Nour Al Sawirki, un’attivista femminista di Gaza, afferma che raccontare una storia della buonanotte contribuisce a determinare la traiettoria del rapporto di un bambino con sua madre e aiuta a sviluppare la fantasia dei bambini, a far loro immaginare come sia l’eroe della storia e i colori e i profumi.
Al Sawirki dice a Raseef22: “Le storie della buonanotte offrono ai bambini uno spazio sicuro per fuggire dalla situazione di insicurezza del paese, da un incidente con la famiglia, o da un video pauroso di YouTube: la storia offre loro un rifugio dove placare le loro paure”.
Al Sawirki, madre di due figli, raccontando storie cerca di favorire nei suoi figli idee costruttive. “Faccio in modo che ci sia un messaggio nella storia e a volte uso espressioni con determinate connotazioni per adattarle alla loro formazione intellettuale. In quel momento non è necessario che la comprendano appieno, ma li aiuterà ad espandere il loro pensiero e li porterà a confrontare gli avvenimenti con la storia ”.
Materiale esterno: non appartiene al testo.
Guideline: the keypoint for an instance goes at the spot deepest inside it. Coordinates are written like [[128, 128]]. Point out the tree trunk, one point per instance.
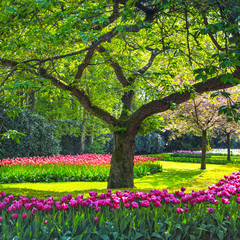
[[204, 147], [121, 172], [83, 133], [228, 146]]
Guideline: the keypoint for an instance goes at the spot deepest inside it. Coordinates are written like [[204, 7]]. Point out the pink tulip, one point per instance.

Trovare una favola con i criteri e gli obiettivi di Sawirki non è un compito facile e quindi spesso deve inventarne di nuove, poiché crede che le fiabe popolari sia locali che internazionali siano piene di stereotipi e di idee trite e ritrite, soprattutto quando ritraggono le donne e le loro relazioni con gli uomini, “gli eroi leali” come li chiama Sawirki.
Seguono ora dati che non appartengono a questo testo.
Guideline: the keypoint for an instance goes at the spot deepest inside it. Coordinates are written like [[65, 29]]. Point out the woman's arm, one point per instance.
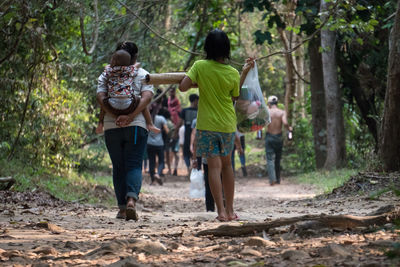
[[125, 120], [165, 128], [100, 99], [246, 68]]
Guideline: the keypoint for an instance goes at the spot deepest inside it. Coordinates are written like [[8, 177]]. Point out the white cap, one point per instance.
[[272, 99]]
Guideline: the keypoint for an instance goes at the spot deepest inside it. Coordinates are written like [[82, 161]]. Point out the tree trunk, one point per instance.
[[390, 139], [317, 102], [367, 107], [290, 79], [336, 143], [300, 83]]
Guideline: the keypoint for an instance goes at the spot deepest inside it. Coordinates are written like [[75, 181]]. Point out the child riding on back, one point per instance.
[[121, 99]]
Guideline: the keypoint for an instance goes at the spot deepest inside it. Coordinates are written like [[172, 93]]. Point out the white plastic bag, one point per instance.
[[197, 188], [251, 111]]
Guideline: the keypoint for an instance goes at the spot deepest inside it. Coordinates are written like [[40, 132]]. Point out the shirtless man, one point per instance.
[[273, 140]]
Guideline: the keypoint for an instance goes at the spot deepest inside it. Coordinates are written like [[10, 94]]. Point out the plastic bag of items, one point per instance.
[[197, 187], [251, 111]]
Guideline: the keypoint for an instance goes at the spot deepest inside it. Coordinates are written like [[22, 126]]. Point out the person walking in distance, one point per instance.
[[274, 141], [187, 116]]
D’altra parte, molte madri indaffarate e soprattutto madri che lavorano fuori casa, sono spesso costrette a lasciare i propri figli davanti a una televisione o con uno smartphone fino a quando non si addormentano, invece di sedersi e raccontare loro una favola.
Mona Hijazi (26 anni), palestinese che vive in Turchia, ha raccontato a Raseef22 la sua esperienza con il primo figlio. A causa del suo lavoro come giornalista, era stata costretta a lasciarlo con uno smartphone per ore e crede che questo abbia ritardato la sua capacità di parlare.
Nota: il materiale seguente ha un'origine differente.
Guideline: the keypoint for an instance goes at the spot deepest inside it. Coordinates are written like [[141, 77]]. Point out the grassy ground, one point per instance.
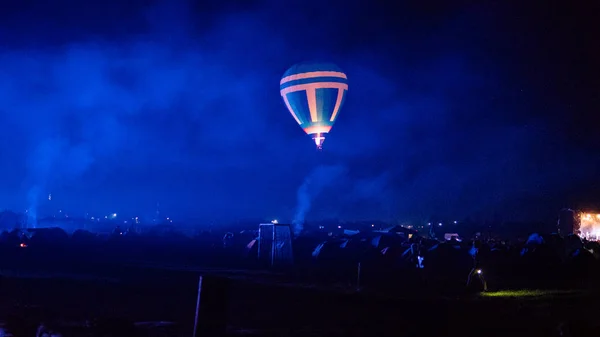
[[266, 309]]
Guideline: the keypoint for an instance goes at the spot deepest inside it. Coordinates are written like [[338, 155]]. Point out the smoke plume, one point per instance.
[[319, 179]]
Crede che la tecnologia non sia del tutto negativa, perché ha aiutato suo figlio a prestare maggiore attenzione alle immagini, ai colori e ai suoni nei video e a seguirne i movimenti e ad imitarli, ma ha influenzato la sua capacità di parlare “parla in un linguaggio incomprensibile, che non è arabo”
Ora che ha un altro bambino, Hijazi combina l’uso della tecnologia con la narrazione orale, visto che negare completamente a un bambino l’accesso alla tecnologia sarebbe controproducente. “Ci sono animazioni educative che insegnano ai bambini in un modo che li affascina e ci sono storie raccontate con la voce o con animazioni ed è per questo che ora racconto loro storie cambiando la voce per personaggi diversi e allo stesso tempo guardando video su YouTube”.
I bambini s’interrogano sulla patria perduta
Nabil El Arini, scrittore di letteratura per l’infanzia e di racconti popolari palestinesi, ha creato una raccolta di favole basata su storie raccontate dalle nonne e per questo intitolata “Storie della Sitti (Nonna)”. Dice che il libro, adatto a bambini e giovani adulti, è un ” ricco menu” di storia, geografia, costumi, tradizioni, folklore e aspetti culturali che costituiscono l’identità nazionale.
Nel creare questo libro, attualmente in fase di stampa, Al Arini è stato ispirato dalle narrazioni sulla storia palestinese che le sue nonne hanno raccontato a suo padre e a sua madre .
Al Arini ha detto a Raseef22 che la motivazione principale per scrivere la serie “Le Storie della Nonna” sono state le sue figlie Bissane e Janine, nate nella diaspora da genitori rifugiati a loro volta figli di immigrati e con parenti sparsi in tutto il mondo. “La loro confusione e il loro bisogno di appartenere a una terra, a un cielo e a uno specchio d’acqua le hanno fatte interrogare su una patria per loro persa da settant’anni e, come padre, ho dovuto rispondere a molte loro domande”.
Al Arini ha aggiunto: “Ho pensato che “ Le storie della Nonna “mi avrebbero aiutato a rispondere all’enorme numero di domande, dato che il libro contiene molte storie che le madri e le nonne raccontavano ai loro figli prima di coricarsi.”